Stratified Random Sampling Definition. Stratified Random Sampling Definition. Take a look at this chart. In stratified sampling the population is partitioned into regions or strata and a sample is selected by some design within each stratum. Stratified random sampling is a random sampling method where you divide members of a population into strata or homogeneous subgroups.
In stratified sampling the population is partitioned into regions or strata and a sample is selected by some design within each stratum. In stratified random sampling or stratification the strata are formed based on members shared attributes or characteristics such as income or educational attainment. Stratified Random Sampling Definition. Stratified random sampling refers to a sampling technique in which a population is divided into discrete units called strata based on similar attributes. Random samples can be. This chapter first explains estimation of the population total and population mean.

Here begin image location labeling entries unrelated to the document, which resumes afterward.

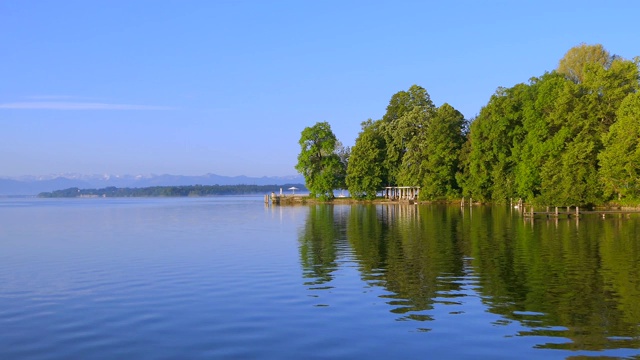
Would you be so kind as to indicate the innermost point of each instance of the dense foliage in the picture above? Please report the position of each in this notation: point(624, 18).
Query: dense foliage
point(322, 160)
point(567, 137)
point(159, 191)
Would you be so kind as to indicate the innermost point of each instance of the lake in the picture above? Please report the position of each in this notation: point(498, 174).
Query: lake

What Is Stratified Random Sampling.
Stratified random sampling is a method of sampling that involves the division of a population into smaller sub-groups known as strata. Stratified random sampling is an extremely productive method of sampling in situations where the researcher intends to focus only on specific strata from the available population data. For example you want to find out whether workers who did a lot of overtime work had higher performance scores. The design is called stratified random sampling if the design within each stratum is simple random sampling. In stratified random sampling or stratification the strata are formed based on members shared attributes or characteristics such as income or educational attainment. A stratified random sample is a population sample that requires the population to be divided into smaller groups called strata.